Improving assessment and risk-based management of freshwater salinisation

Salinisation is a common and increasingly threatening environmental stressor to freshwater ecosystems globally. Despite this, there is a lack of environmentally relevant data on the effects of salinisation for freshwater macroinvertebrates. This is a problem because in order to manage and mitigate effects caused by freshwater salinisation, we first need to more fully understand how salinity affects freshwater biota. This thesis comprises a series of papers that aim to improve salinity risk assessment and water quality guideline derivation for lotic freshwater ecosystems by contributing empirical data to knowledge gaps and suggesting future research directions.

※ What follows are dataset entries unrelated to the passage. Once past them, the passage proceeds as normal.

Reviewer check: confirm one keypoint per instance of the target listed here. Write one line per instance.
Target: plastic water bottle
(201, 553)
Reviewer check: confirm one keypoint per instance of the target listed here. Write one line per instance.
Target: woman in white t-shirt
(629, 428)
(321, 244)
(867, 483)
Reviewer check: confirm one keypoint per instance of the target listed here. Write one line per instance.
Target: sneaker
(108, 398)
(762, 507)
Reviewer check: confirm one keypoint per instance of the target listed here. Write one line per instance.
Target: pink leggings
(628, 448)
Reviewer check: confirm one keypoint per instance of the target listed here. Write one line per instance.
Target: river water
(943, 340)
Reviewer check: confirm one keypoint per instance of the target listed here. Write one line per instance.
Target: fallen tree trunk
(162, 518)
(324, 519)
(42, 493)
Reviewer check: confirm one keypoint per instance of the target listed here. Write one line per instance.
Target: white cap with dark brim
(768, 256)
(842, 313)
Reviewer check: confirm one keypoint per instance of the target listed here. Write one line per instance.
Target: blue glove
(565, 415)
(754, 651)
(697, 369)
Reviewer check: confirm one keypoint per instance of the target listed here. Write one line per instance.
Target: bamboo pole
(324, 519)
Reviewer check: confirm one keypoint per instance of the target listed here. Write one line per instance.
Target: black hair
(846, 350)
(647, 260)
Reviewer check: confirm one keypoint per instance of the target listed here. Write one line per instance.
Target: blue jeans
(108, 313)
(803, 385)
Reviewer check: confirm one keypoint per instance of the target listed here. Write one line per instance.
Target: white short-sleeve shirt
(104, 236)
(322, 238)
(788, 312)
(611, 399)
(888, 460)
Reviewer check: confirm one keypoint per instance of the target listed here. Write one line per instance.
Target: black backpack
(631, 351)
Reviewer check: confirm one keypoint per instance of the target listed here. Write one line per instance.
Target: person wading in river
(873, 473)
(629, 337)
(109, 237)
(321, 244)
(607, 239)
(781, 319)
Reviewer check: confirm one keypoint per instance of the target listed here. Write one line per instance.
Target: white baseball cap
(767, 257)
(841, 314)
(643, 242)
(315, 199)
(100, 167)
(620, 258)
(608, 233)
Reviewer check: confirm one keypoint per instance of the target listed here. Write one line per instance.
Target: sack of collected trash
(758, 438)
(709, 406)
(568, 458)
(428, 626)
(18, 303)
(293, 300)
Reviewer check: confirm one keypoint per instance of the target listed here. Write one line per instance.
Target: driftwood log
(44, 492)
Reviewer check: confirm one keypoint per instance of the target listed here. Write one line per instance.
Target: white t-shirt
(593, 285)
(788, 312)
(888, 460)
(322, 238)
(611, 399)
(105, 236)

Trade-offs between data quality and quantity in salinity risk assessment using species sensitivity distributions (SSDs) were investigated. The dominant taxonomic group was the prime determinant of protective concentrations (PCs), and decreases in data quantity decreased community representativeness. There is a need to compile SSDs that reflect natural biotic assemblages; however, there are insufficient ‘high quality’ data to do this. Until more data become available, the use of right-censored data in SSDs is recommended. The use of such data can provide a more representative sample of species from which to estimate ecologically relevant PCs, and cannot result in under protective concentrations.

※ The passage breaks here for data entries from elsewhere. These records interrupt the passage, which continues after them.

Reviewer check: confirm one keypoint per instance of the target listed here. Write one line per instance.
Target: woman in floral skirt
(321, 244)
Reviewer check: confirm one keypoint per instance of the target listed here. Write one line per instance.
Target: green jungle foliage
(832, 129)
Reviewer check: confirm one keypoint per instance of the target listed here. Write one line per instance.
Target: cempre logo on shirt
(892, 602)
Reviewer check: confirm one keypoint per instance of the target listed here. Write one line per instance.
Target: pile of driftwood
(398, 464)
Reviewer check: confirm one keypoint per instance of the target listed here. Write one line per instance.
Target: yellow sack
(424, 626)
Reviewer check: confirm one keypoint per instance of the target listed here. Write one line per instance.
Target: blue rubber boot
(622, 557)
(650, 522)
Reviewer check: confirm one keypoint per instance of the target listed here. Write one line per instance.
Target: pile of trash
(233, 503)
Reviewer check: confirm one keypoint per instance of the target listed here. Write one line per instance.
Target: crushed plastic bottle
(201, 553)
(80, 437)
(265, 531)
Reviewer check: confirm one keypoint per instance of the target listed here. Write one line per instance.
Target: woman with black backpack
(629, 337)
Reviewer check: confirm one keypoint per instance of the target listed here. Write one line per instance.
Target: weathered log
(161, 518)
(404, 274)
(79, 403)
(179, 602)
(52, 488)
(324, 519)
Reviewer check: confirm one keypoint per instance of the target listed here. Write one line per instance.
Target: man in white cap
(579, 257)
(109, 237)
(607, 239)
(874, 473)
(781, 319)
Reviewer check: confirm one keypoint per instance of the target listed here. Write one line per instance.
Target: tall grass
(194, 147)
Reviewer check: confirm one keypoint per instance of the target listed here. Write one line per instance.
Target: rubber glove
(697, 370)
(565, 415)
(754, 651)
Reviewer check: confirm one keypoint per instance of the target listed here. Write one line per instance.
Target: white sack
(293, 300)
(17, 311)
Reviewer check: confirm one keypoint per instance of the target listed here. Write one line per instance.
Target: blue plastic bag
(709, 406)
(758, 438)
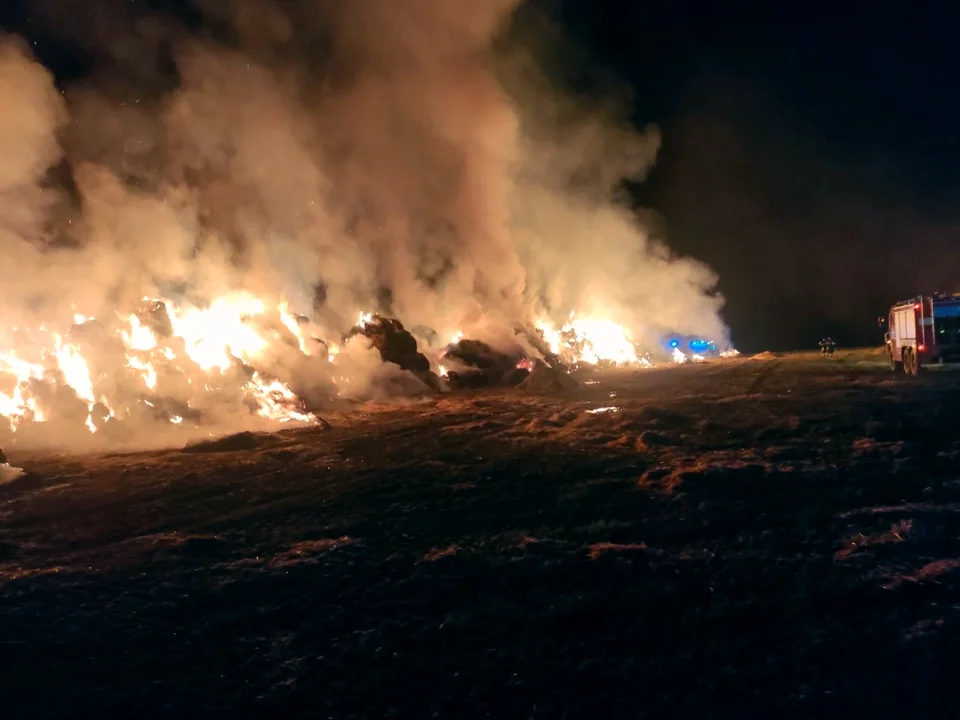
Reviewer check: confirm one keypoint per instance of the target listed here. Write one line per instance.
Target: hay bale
(395, 344)
(544, 379)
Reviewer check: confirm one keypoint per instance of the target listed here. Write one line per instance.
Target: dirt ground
(752, 538)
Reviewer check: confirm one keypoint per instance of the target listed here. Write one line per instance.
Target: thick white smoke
(341, 156)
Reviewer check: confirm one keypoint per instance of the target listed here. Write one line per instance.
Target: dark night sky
(809, 155)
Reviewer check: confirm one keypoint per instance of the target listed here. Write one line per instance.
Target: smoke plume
(341, 156)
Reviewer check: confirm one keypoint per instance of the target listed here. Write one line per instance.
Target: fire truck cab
(923, 330)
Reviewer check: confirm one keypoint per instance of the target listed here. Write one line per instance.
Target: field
(750, 538)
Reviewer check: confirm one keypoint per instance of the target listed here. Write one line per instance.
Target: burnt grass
(746, 539)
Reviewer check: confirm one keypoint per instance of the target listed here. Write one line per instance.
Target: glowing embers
(200, 352)
(592, 340)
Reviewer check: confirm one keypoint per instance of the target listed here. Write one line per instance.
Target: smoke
(341, 156)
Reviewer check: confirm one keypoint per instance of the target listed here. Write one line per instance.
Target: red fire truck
(923, 330)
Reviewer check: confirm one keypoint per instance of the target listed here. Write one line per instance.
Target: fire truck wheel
(911, 363)
(895, 366)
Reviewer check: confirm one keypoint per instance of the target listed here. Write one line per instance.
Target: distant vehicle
(690, 343)
(923, 330)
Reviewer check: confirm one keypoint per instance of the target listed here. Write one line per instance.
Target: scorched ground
(748, 538)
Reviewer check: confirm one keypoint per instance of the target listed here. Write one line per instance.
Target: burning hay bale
(545, 379)
(397, 346)
(481, 365)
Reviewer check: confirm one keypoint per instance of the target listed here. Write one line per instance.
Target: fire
(211, 341)
(592, 340)
(170, 361)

Salinity is composed of multiple major ions, yet typically studies have used representative single salts (e.g. NaCl) or artificial sea water to determine its toxicity. This thesis researched the use of representative salts, finding that site specific and whole effluent toxicity testing produces more environmentally realistic salinity risk assessment of saline wastewaters.

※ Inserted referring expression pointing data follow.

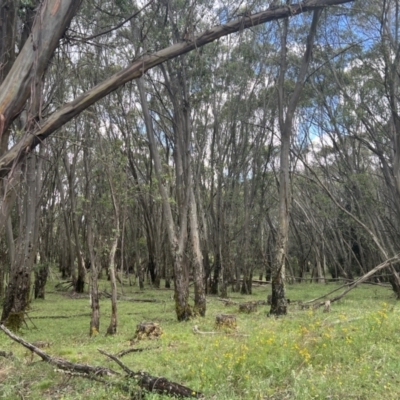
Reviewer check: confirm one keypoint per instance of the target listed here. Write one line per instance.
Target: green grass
(350, 353)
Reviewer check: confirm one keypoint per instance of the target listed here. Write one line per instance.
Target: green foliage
(308, 354)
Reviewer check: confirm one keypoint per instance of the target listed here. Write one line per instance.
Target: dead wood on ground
(6, 355)
(145, 381)
(134, 350)
(388, 263)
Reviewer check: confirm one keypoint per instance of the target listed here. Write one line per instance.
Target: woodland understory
(197, 143)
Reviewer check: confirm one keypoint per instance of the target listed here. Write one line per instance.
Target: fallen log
(155, 384)
(58, 362)
(6, 355)
(388, 263)
(145, 381)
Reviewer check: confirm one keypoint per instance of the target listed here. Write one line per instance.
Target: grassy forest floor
(350, 353)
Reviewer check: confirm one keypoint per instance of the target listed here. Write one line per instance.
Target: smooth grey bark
(177, 240)
(18, 77)
(286, 117)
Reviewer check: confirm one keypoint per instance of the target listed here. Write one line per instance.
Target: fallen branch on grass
(144, 380)
(134, 350)
(59, 362)
(6, 355)
(60, 316)
(199, 332)
(155, 384)
(388, 263)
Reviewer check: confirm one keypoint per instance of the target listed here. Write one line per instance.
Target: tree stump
(147, 330)
(248, 307)
(225, 321)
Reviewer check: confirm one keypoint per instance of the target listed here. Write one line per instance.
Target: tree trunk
(17, 295)
(279, 303)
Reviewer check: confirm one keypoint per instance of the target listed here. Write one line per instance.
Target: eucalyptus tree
(51, 20)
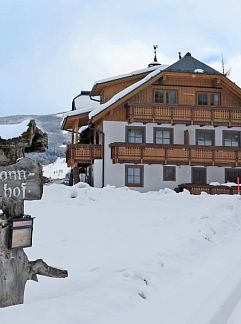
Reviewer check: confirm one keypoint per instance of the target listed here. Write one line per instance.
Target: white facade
(114, 174)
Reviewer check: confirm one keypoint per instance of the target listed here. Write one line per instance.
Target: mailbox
(21, 232)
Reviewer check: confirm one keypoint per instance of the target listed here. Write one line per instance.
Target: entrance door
(199, 175)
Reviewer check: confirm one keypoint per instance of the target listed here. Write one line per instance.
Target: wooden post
(19, 180)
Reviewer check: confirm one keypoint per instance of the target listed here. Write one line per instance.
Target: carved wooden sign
(22, 180)
(22, 233)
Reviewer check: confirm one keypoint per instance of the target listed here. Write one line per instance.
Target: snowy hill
(49, 124)
(56, 170)
(156, 257)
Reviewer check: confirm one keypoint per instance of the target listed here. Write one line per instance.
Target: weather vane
(155, 48)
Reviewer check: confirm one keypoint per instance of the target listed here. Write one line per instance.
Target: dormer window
(215, 99)
(202, 99)
(208, 99)
(159, 96)
(165, 97)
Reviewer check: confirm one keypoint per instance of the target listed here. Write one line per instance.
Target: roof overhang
(70, 122)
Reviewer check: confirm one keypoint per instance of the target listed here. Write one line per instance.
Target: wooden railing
(181, 114)
(175, 154)
(83, 153)
(197, 189)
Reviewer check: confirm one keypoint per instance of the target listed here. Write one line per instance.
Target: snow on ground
(56, 170)
(13, 130)
(156, 257)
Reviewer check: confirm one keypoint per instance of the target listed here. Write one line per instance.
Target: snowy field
(157, 257)
(56, 170)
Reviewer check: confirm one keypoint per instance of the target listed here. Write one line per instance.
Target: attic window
(168, 97)
(199, 71)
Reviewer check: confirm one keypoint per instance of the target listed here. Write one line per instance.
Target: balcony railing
(197, 189)
(181, 114)
(83, 153)
(175, 154)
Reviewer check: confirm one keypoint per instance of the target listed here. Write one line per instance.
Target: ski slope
(156, 257)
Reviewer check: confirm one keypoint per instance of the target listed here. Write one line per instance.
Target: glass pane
(169, 173)
(163, 137)
(231, 139)
(135, 136)
(134, 176)
(202, 99)
(171, 97)
(205, 138)
(159, 97)
(137, 172)
(215, 99)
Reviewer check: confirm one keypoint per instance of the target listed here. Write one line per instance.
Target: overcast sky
(53, 49)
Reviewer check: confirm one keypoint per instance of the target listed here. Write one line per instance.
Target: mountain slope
(49, 124)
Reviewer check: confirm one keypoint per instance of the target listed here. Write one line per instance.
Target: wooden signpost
(20, 179)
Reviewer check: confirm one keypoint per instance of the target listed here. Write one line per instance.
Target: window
(214, 99)
(134, 175)
(171, 97)
(199, 175)
(168, 97)
(169, 173)
(205, 99)
(231, 138)
(159, 97)
(135, 135)
(205, 137)
(202, 99)
(163, 135)
(231, 175)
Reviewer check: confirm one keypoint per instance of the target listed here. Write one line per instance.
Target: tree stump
(15, 268)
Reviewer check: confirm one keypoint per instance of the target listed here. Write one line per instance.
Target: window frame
(227, 132)
(164, 173)
(155, 129)
(198, 168)
(130, 184)
(219, 99)
(198, 131)
(202, 93)
(142, 128)
(209, 94)
(165, 91)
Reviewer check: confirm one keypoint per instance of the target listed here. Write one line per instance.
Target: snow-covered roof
(133, 73)
(13, 130)
(84, 101)
(125, 92)
(83, 105)
(82, 128)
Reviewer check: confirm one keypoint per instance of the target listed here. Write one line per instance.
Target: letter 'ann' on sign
(22, 180)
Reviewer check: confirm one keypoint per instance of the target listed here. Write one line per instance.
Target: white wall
(153, 174)
(97, 169)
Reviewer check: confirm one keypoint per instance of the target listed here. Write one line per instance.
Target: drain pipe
(103, 145)
(91, 98)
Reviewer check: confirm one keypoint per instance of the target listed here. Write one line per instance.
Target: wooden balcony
(83, 153)
(197, 189)
(176, 154)
(181, 114)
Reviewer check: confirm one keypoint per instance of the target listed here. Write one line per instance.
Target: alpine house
(158, 127)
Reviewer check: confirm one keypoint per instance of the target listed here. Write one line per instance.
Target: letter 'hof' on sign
(22, 180)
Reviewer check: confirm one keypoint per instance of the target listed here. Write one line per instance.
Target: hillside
(51, 125)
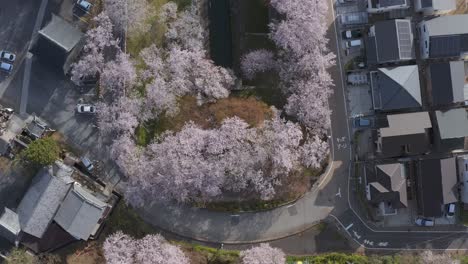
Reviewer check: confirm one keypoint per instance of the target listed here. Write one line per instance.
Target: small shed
(60, 41)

The thesis investigates mechanisms of salinity toxicity in two model species, Paratya australiensis (Decopoda) and Austrophlebiodes pusillus (Ephemeroptera), and their experience of temporally varying salinity. Mortality in P. australiensis co-occurred with osmoregulartory breakdown. However, latent (or delayed) mortality effects occurred when P. australiensis are returned to ambient waters, despite haemolymph salinity returning to a normal baseline level. This indicates that a rise in haemolymph salinity is not the sole cause of mortality from increased salinity in this species. Latent effects are not currently considered in salinity risk assessment, and are not incorporated into current water quality guideline derivation protocols; thus the effects of salinity may be underestimated.

In A. pusillus osmoregulartory breakdown did not precede death irrespective of the temporal course of the salinity increase. Furthermore, significant mortality occurred well below the isotonic point. This finding contrasts with common osmoregulatory theory which implies no mortality below the isotonic point, and has not been previously reported. Thus, this research challenges the extent of our current understanding of the relationship between osmoregulation and mortality. Further studies are urgently needed on the osmoregulation of other salt sensitive species.

Current salinity risk assessment and water quality guideline derivation protocols likely underestimate the effects of salinity on freshwater macroinvertebrates. Salinity risk assessment and water quality guideline derivation protocols need to compile SSDs that are more representative of the communities they aim to protect, and use ionic proportions of the salt source. Further research is required on the implications of temporally varying salinity and latent mortality effects, and into the physiology of osmoregulation for salt sensitive species.